Issue: Imputed assay not accessible
Symptoms: Default assay still shows RAW data, downstream processes use wrong data
Causes:
- ALRA/MAGIC should automatically set imputed RNA as default
- Manual intervention or incorrect ordering
Solutions:
- Verify default assay:
DefaultAssay(srtobj) # Should return "RNA", not "RAW"

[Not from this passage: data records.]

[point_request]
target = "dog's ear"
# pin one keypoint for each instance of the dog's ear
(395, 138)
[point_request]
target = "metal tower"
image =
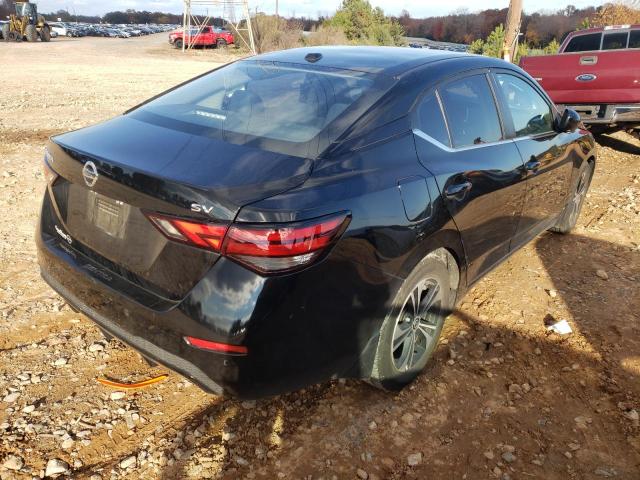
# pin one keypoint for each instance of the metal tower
(198, 13)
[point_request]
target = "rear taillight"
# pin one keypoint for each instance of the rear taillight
(267, 249)
(203, 235)
(216, 346)
(283, 247)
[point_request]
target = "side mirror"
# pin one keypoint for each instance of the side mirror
(569, 121)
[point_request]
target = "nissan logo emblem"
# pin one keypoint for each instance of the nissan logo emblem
(90, 174)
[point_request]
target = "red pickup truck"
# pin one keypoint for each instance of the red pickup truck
(597, 74)
(203, 36)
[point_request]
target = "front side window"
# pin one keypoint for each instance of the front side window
(471, 111)
(431, 121)
(615, 41)
(584, 43)
(531, 114)
(276, 106)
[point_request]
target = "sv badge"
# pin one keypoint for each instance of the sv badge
(196, 207)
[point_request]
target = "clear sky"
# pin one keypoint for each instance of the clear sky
(309, 8)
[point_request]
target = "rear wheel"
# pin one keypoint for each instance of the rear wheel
(45, 34)
(31, 32)
(410, 332)
(571, 212)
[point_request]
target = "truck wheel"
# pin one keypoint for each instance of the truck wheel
(409, 334)
(569, 216)
(31, 32)
(45, 34)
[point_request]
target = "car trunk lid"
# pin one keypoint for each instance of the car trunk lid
(114, 173)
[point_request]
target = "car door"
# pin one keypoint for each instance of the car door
(460, 140)
(548, 156)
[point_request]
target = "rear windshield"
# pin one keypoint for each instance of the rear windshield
(287, 108)
(584, 43)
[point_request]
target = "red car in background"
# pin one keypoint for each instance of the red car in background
(203, 36)
(597, 74)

- Manually set default assay (if needed):
DefaultAssay(srtobj) <- "RNA"
- Check output file - ensure
was created.imputed.qs
Issue: scImpute clustering fails
Symptoms: Error about kcluster or clustering algorithm
Solutions:
- Set kcluster to null (auto-detect):
[ScrnaMetabolicLandscape.MetabolicExprImputation.envs.scimpute_args] kcluster = null
- Reduce kcluster if manual:
[ScrnaMetabolicLandscape.MetabolicExprImputation.envs.scimpute_args] kcluster = 5
- Switch to ALRA if clustering issues persist
Issue: Imputation creates artifacts
Symptoms: Unusual expression patterns, biologically implausible values
Causes:
- Over-imputation (threshold too low)
- Wrong imputation method for data type
- Poor quality input data
Solutions:
- Increase threshold (impute fewer genes):
[ScrnaMetabolicLandscape.MetabolicExprImputation.envs.scimpute_args] drop_thre = 0.8 # Only impute extremely sparse genes
-
Try different method:
- Use ALRA for cluster-based data
- Use MAGIC for trajectory data
- Use scImpute for heterogeneous data
-
Improve QC upstream before imputation
-
Skip imputation if artifacts severe
External References
Original Papers
ALRA:
- Linderman, G. C., Zhao, J., & Kluger, Y. (2018). Zero-preserving imputation of scRNA-seq data using low-rank approximation. Nature Communications, 12(1), 6375. https://www.nature.com/articles/s41467-021-27729-z
scImpute:
- Li, W. V., & Li, J. J. (2018). An accurate and robust imputation method scImpute for single-cell RNA-seq data. Nature Communications, 9(1), 997. https://www.nature.com/articles/s41467-018-03405-7
MAGIC:
- Van Dijk, D., et al. (2018). Recovering Gene Interactions from Single-Cell Data Using MAGIC. Cell, 174(3), 716-729. https://www.cell.com/cell/fulltext/S0092-8674(18)30724-4
Metabolic Analysis Framework
- Original paper: Xiao, Z. et al. "Metabolic landscape of tumor microenvironment at single cell resolution." Nature Communications 10, 1-12 (2019) https://www.nature.com/articles/s41467-019-11738-0
- GitHub repository: https://github.com/LocasaleLab/Single-Cell-Metabolic-Landscape
- biopipen documentation: https://pwwang.github.io/biopipen/pipelines/scrna_metabolic/
Tool Documentation
- Seurat ALRA: https://satijalab.org/seurat/reference/runalra
- scImpute: https://github.com/vvnathan/scImpute
- MAGIC: https://github.com/KrishnaswamyLab/MAGIC
- magic-impute: https://pypi.org/project/magic-impute/
Package Installation
# ALRA (Seurat built-in) install.packages("Seurat") # scImpute install.packages("scImpute") # Rmagic (for MAGIC) install.packages("Rmagic")
# magic-impute (Python) pip install magic-impute
Decision Tree for Imputation Method Selection
Start: MetabolicExprImputation │ ├─ Dataset size > 50k cells? │ └─ YES → Use ALRA (tool = "alra") │ ├─ Dataset size 10k-50k cells? │ ├─ Priority: Speed? │ │ └─ YES → Use ALRA │ └─ Priority: Accuracy? │ └─ YES → Use scImpute (tool = "scimpute") │ ├─ Dataset size < 10k cells? │ ├─ Cell-type heterogeneity high? │ │ └─ YES → Use scImpute │ └─ Continuum/trajectory data? │ └─ YES → Use MAGIC (tool = "rmagic") │ └─ Data quality concerns? ├─ Low dropout rate (<20%)? │ └─ Skip imputation (noimpute = true) └─ High dropout rate (>80%)? └─ Use scImpute with high threshold (drop_thre = 0.8)
Performance Benchmarks
| Dataset Size | ALRA | scImpute (4 cores) | MAGIC |
|---|---|---|---|
| 1,000 cells | 2 min | 5 min | 3 min |
| 5,000 cells | 5 min | 15 min | 8 min |
| 10,000 cells | 10 min | 45 min | 15 min |
| 25,000 cells | 25 min | 2-3 hours | 45 min |
| 50,000 cells | 1 hour | 8-10 hours | 2 hours |
| 100,000 cells | 2 hours | Not recommended | 4 hours |
Note: Benchmarks on 16-core machine, 64GB RAM. scImpute scales quadratically with cell count.